The findings for FBG and perhaps FM are of particular importance, since these factors in the minds of most experts are the predominant driving forces behind the accompanying components of MS.[27] Hence, we further assessed the AP in our volunteers using figures [Figure 1a and b] to focus more on these two important parameters. To emphasize once more, FBG is an important surrogate for IR and FM accumulation, for obesity. What happens to these two vital components over most of the continuum of risks period is depicted in [Figure 1a]. Both show a similar upward positive trend. Differently, [Figure 1b] featuring the AP period reveals a decidedly downward negative trend for both elements. Notably, [Figure 1a and b] accentuate the obvious change in direction between the two temporal periods under examination for both important major components of MS. In [Figure 1c], the overall regressions after showing both the slope values derived from the continuum of risks (FM 1) and AP (FM 2) periods regarding FBG versus FM is similar despite the different direction in aging revealed between the two distinct time periods [Figure 1a and b] – there were no differences between young and old volunteers in strength of the relationships between this metabolic correlation. While the changes noted in perusing the two tables dealing with the continuum of risks period [Table 1] and the AP period [Table 2] are quite valuable; perhaps, the most interesting aspect of the data is the significant changes that did not take place. This is especially true when referring to the results concerning systolic BP and some circulating lipids. [Figures 2-5] display both the correlations for the continuum and paradox periods in the same figure.
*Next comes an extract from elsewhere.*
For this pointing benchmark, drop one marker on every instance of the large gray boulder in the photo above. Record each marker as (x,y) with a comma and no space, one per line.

Figure 1:: (a) The course of FBG (black dots and red line) and FM (red dots and blue line) over the continuum of risks period (ages 25–70 years) is depicted – a steady statistically significant positive ascent in both cases. (b) The course of FBG (black dots and red line) and FM (red dots and blue line) over the aging paradox period (ages 71–91 years) – a steady statistically significant negative descent in both cases. (c) FBG versus fat mass in continuum (black dots and red line) (FM1) and aging paradox (red dots and blue line) (FM2) periods – virtually same linear correlation.
Figure 2:: Comparing the course of SBP over the continuum of risks period (black dots and red line) (ages 25–70 years) and the aging paradox period (red dots and blue line) (ages 71–91 years). See text for further descriptive details.
Figure 3:: Comparing the course of LDL-cholesterol over the continuum of risks period (black dots and red line) (ages 25– 70 years) is positive. In the aging paradox period (red dots and blue line) (ages 71–91 years), the slope has no statistical significance. A similar portrayal would appear had total and non-HDL cholesterol been chosen for illustration.
Figure 4:: (a) Comparing the course of triglycerides over the continuum of risks period (black dots and red line) (ages 25–70 years) and the aging paradox period (red dots and blue line) (ages 71–91 years). The difference is direction between the two periods that are quite apparent. (b) Circulating FBG versus triglyceride in continuum (black dots and red line) (Tri 25–70) and aging (red dots and blue line) (Tri 71-91), temporal periods. There is virtually the same linear correlation for the young and elderly volunteers suggesting that the metabolic relationship between the two components of MS remains essentially unchanged.
Figure 5:: Comparing the course of HDL-cholesterol over the continuum of risks period (black dots and red line) (ages 25–70 years) and the aging paradox period (red dots and blue line) (ages 71–91 years).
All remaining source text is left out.